Examples of recursive queries for PostgreSQL tree structures
- 2020-05-06 11:55:48
- OfStack
background
For hierarchies dealing with depth of uncertainty, such as organizations, a common design is to keep ID and Parent_ID in a single table, and to construct a tree by self-joining. This approach is friendly to the process of writing data, but the query process becomes relatively complex. Without introducing the MPTT model, a recursive algorithm must be used to query a node and its children.
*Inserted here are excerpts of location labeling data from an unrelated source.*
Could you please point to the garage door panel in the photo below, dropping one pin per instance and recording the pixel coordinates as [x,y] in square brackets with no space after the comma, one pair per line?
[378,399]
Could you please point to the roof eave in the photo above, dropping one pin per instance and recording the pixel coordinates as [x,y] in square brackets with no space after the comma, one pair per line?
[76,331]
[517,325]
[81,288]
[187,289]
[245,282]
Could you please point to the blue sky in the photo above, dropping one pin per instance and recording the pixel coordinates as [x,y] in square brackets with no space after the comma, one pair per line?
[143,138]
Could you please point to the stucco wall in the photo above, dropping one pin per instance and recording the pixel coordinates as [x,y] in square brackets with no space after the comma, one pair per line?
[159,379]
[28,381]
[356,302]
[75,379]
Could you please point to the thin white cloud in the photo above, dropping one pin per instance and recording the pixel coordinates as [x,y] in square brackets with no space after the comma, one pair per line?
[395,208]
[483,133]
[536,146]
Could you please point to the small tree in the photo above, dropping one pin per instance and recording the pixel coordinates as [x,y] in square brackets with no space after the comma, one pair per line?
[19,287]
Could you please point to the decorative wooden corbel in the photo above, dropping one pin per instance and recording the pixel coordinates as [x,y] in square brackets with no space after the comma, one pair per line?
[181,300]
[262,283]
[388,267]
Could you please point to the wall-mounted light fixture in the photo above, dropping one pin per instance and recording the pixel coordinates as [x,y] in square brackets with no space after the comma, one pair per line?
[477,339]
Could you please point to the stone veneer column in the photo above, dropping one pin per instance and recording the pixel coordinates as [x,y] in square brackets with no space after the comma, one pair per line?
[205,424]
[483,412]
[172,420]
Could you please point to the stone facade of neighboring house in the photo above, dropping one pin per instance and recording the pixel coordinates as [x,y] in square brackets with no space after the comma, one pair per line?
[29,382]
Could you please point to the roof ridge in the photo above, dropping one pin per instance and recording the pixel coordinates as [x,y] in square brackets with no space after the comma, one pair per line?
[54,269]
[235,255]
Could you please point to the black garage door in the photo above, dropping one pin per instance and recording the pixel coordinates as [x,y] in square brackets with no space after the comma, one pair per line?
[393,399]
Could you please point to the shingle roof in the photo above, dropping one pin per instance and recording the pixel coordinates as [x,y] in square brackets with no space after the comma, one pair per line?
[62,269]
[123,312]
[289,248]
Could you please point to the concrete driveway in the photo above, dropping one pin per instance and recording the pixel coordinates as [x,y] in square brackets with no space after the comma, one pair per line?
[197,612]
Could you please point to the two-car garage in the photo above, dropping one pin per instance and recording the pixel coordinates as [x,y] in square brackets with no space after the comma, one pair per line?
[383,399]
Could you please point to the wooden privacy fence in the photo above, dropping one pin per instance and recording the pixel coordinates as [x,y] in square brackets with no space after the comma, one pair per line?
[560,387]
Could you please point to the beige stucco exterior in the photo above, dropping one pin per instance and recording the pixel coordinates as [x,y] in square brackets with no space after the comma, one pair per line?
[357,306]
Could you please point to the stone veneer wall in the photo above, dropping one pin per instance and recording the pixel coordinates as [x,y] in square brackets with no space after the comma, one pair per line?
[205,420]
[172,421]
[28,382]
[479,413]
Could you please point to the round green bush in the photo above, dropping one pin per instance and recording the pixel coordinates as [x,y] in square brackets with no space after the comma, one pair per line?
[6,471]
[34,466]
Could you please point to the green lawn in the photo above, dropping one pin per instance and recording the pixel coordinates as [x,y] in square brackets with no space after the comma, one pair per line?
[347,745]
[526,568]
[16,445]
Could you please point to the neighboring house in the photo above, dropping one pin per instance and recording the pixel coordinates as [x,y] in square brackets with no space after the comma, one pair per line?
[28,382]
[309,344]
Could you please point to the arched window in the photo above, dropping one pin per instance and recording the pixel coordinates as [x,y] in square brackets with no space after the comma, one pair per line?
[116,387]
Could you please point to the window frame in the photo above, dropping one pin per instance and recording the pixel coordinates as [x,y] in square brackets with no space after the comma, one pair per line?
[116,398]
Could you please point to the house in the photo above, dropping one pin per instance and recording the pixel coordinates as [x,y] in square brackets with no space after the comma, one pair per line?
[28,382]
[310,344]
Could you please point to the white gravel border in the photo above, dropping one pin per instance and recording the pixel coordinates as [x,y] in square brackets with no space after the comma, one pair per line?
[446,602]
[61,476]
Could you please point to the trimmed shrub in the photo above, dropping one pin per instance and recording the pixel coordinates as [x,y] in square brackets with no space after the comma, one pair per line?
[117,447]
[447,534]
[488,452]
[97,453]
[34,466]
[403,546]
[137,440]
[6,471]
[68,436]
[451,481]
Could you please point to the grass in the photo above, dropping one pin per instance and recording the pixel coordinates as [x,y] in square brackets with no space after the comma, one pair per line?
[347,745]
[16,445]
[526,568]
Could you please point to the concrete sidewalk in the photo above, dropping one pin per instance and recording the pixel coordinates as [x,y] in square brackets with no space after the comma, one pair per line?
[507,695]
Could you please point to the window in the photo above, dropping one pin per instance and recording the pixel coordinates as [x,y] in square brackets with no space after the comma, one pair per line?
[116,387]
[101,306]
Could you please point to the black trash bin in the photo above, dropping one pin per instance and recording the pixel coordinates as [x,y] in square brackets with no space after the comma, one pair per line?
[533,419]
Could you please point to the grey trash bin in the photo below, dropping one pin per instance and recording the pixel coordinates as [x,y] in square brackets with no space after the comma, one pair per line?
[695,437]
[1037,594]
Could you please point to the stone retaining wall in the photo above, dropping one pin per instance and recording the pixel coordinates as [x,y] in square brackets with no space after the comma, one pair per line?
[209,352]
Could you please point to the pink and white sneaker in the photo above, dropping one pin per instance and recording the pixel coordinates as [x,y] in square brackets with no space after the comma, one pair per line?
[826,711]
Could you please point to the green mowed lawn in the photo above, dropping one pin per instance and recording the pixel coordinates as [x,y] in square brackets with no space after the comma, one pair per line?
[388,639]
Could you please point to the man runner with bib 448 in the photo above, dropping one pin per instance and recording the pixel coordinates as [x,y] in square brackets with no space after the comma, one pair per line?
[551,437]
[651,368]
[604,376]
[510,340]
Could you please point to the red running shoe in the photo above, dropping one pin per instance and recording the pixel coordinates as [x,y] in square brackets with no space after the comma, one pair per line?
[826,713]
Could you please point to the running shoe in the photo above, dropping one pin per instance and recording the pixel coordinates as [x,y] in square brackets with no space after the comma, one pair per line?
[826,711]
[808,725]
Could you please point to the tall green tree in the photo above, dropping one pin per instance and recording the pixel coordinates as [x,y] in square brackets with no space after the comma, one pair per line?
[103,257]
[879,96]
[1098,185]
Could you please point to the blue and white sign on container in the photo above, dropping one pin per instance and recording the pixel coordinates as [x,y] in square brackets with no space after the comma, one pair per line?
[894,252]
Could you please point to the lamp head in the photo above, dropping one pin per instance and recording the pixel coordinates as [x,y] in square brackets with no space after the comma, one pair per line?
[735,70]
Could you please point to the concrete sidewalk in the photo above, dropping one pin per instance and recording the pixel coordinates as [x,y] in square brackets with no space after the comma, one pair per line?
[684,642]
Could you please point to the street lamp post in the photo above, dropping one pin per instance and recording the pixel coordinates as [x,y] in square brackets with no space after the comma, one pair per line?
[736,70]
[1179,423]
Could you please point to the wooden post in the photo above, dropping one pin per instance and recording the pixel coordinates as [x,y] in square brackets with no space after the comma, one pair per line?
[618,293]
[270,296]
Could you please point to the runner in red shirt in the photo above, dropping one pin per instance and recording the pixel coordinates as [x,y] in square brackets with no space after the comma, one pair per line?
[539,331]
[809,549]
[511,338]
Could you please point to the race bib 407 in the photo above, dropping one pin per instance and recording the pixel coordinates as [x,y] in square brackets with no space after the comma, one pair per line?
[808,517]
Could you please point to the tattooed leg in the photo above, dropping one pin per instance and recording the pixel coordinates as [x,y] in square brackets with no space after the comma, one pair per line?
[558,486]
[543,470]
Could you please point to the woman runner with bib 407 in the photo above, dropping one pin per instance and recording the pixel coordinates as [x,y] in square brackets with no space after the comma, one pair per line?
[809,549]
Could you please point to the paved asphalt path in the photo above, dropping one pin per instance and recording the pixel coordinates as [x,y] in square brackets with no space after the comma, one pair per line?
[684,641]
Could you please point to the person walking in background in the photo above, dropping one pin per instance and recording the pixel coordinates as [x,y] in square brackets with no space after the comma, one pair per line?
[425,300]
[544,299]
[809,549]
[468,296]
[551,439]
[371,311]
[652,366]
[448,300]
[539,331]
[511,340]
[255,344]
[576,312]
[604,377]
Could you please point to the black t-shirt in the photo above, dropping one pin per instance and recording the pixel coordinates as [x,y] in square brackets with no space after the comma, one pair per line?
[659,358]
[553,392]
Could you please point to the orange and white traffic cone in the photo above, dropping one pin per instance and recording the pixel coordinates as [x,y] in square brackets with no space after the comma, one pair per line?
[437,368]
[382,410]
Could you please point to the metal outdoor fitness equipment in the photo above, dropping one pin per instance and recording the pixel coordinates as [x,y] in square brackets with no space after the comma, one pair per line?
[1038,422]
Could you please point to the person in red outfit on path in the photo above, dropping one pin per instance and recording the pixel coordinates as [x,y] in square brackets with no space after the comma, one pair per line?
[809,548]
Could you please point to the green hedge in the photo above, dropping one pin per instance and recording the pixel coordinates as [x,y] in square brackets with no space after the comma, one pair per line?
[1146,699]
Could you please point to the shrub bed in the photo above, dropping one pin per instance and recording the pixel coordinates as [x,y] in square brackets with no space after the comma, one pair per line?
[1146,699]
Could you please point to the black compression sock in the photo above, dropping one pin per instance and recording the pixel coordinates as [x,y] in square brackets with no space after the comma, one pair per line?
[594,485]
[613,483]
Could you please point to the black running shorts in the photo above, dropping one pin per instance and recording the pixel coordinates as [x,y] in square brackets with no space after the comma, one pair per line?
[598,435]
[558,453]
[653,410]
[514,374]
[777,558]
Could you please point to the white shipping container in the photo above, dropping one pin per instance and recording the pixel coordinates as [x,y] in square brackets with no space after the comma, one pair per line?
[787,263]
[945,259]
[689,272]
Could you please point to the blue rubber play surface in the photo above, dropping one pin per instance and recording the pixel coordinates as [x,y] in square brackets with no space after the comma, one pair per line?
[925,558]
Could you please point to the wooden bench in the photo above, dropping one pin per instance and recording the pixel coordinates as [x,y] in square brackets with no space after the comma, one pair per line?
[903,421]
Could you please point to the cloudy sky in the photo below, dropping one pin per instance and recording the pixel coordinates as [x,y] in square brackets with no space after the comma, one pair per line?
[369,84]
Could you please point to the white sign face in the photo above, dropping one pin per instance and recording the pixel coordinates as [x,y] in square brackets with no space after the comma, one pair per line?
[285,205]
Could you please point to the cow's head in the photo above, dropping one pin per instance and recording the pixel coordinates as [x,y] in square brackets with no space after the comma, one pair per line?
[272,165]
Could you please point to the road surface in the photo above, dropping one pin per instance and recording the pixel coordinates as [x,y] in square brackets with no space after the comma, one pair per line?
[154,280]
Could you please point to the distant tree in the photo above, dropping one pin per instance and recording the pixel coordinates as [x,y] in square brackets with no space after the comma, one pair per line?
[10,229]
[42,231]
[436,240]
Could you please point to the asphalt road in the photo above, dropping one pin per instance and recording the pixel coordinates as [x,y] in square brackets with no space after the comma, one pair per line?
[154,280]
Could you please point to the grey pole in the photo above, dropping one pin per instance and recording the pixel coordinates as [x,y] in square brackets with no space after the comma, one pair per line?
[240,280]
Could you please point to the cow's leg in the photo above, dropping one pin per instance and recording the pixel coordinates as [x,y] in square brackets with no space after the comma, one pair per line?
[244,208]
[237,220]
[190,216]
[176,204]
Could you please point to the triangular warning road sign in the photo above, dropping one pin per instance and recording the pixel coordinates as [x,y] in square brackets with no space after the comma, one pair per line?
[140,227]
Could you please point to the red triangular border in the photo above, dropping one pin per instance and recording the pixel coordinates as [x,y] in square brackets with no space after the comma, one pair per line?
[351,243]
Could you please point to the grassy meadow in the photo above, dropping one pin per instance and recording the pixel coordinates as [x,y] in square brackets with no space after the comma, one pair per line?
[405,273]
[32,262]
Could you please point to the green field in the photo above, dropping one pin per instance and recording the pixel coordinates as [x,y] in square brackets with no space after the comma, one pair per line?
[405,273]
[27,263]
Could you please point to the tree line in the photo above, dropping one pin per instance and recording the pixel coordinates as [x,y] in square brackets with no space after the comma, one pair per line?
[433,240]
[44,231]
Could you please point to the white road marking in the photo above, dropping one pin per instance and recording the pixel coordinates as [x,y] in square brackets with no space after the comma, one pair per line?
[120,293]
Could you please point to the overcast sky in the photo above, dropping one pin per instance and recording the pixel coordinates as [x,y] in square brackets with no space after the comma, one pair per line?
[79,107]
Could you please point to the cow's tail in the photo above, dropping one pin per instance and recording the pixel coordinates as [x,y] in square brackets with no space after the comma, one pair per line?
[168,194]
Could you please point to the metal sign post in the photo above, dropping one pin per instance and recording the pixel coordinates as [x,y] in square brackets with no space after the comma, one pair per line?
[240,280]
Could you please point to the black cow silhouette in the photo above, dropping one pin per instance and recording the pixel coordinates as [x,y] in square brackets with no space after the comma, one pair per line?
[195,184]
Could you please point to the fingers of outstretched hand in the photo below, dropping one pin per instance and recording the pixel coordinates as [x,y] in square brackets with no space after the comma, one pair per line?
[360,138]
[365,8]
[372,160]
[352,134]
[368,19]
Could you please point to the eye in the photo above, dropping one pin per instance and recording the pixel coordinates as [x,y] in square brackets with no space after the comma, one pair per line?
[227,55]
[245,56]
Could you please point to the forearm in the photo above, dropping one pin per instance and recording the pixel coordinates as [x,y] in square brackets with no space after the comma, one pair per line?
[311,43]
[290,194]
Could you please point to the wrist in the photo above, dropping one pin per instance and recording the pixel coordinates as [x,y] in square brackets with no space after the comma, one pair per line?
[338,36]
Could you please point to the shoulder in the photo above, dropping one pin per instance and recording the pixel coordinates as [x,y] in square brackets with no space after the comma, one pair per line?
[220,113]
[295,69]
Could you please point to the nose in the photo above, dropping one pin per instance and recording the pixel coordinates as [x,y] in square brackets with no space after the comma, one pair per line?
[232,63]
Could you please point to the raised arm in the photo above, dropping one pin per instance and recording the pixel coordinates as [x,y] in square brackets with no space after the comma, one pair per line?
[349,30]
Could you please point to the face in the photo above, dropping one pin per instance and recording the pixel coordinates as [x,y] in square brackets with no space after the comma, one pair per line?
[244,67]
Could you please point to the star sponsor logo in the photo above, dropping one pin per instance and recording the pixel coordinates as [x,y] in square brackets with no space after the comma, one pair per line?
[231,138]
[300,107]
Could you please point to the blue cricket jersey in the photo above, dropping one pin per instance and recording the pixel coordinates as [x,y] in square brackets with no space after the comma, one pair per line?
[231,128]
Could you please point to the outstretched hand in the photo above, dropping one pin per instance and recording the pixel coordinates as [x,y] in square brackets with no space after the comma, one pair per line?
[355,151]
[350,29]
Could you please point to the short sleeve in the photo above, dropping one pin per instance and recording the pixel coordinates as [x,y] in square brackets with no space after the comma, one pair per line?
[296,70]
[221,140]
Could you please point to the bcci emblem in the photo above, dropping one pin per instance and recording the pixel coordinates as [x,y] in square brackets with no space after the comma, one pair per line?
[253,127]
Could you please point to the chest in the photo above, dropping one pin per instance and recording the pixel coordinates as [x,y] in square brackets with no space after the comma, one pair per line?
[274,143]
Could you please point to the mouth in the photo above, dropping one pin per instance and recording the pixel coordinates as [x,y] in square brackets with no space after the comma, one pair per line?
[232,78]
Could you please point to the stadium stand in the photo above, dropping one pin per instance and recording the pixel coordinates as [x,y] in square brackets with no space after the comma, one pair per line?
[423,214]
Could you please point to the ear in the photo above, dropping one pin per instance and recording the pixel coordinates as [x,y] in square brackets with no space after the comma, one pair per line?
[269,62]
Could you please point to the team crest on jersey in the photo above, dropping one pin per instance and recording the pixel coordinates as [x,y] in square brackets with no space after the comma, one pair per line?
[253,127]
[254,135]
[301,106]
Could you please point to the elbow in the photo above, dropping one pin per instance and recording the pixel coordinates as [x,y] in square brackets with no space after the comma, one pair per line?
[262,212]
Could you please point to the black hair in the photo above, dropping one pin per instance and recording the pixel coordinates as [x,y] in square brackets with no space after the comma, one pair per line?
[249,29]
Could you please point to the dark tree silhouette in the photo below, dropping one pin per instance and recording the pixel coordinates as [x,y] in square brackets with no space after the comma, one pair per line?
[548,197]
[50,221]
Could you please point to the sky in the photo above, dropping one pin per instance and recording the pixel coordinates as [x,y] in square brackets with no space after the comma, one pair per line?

Oracle provides connect by extension syntax, simple and easy to use. But the other RDBMS are not so personal (or I don't know). I recently used PostgreSQL in my project to query tree data.
constructs sample data
drop table if exists demo.tree_data;
create table demo.tree_data (
id integer,
code text,
pid integer,
sort integer
);
insert into demo.tree_data values(1, ' China ', null, 1);
insert into demo.tree_data values(2, ' sichuan ', 1, 1);
insert into demo.tree_data values(3, ' yunnan ', 1, 2);
insert into demo.tree_data values(4, ' chengdu ', 2, 1);
insert into demo.tree_data values(5, ' mianyang ', 2, 2);
insert into demo.tree_data values(6, ' Wuhou district ', 4, 1);
insert into demo.tree_data values(7, ' kunming ', 3, 1);
connectby function
If you have the tablefunc extension installed, you can use the PG version of the connectby function. This isn't as powerful as Oracle, but it meets the basic requirements.
-- API The following
connectby(text relname, -- The name of the table
text keyid_fld, -- id field
text parent_keyid_fld -- The father id field
[, text orderby_fld ], -- Sort field
text start_with, -- Starting line id value
int max_depth -- Depth of the tree, 0 Said the infinite
[, text branch_delim ]) -- Path separator
-- The basic usage is as follows and must be passed AS The clause defines the returned field name and type
select *
from connectby('demo.tree_data', 'id', 'pid', 'sort', '1', 0, '~')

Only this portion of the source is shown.